Italy’s hardline measures to resolve the migrant crisis lead to the approving a new bill, which could make it easier to deport migrants and strip them of Italian citizenship, BBC reported.
The Italian government’s new decree makes almost impossible for migrants to stay in Italy. The hardline policy towards refugees works, the interior minister Matteo Salvini described the measure as “a step forward to make Italy safer”. Drafted by Matteo Salvini, the far-right interior minister, the bill will also suspend the refugee application process of those who are considered “socially dangerous” or who have been convicted of a crime. The measure needs the backing of lawmakers.
A new bill will make it easier to deport migrants and strip them of Italian citizenship, so, migrants could now be expelled if they are found guilty of serious crimes such as rape and assault. Earlier, this was only possible at the end of a lengthy appeals process, now, the pace is changed. According to Matteo Salvini, the decree also envisages that asylum seekers accused of drug dealing will have their applications denied.

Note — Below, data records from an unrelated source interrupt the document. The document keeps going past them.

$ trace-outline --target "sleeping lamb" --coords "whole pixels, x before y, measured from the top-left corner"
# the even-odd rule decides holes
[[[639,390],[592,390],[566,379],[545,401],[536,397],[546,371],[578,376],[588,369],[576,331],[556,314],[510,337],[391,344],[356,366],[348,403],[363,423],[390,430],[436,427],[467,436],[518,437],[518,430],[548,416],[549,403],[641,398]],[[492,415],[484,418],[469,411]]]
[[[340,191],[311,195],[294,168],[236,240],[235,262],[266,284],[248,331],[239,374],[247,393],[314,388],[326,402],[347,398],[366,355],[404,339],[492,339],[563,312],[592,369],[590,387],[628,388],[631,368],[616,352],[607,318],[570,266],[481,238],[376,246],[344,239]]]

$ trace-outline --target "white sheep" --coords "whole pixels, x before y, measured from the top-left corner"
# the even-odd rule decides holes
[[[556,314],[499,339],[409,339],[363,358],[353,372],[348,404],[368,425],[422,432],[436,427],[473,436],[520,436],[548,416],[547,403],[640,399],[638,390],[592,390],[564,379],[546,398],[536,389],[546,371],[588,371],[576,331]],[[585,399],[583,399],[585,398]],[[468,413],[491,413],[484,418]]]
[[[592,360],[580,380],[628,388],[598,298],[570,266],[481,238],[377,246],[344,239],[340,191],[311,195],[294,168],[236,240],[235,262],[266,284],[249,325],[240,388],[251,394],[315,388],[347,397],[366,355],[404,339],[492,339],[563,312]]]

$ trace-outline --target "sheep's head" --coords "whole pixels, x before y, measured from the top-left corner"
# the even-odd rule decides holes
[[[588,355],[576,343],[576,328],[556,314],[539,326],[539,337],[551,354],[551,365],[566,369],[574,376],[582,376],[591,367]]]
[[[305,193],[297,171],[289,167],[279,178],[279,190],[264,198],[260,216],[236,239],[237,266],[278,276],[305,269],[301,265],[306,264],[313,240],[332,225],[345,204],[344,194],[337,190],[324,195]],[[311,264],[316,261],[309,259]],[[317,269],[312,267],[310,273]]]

The interior minister has been a prominent figure in a public immigration crackdown in Italy since his government, a coalition between the right-wing League party and the anti-establishment Five Star Movement, came to power in June.
The minister has frequently come into conflict with rescue ship operators and last month was involved in a public stand-off about the disembarkation of 150 migrants on a coast guard ship on the island of Sicily. Mr Salvini is under investigation for his role in the dispute.
A series of hardline measures that will see the Italian government abolish key forms of protection for migrants and make it easier for them to be deported has been approved by Prime Minister Giuseppe Conte’s cabinet. Meanwhile, the bill could have a dramatic impact on the lives of tens of thousands already in the country.
In fact, the majority of refugees who have arrived in Italy in recent years have been granted humanitarian protection status, which is valid for two years and entitles them to a residency permit and enables them to work.
“Far more people are on this permit than the number of recognised refugees – last year it was around 25% of all asylum seekers,”
said Christopher Hein, a professor of law and immigration policies at Luiss University in Rome.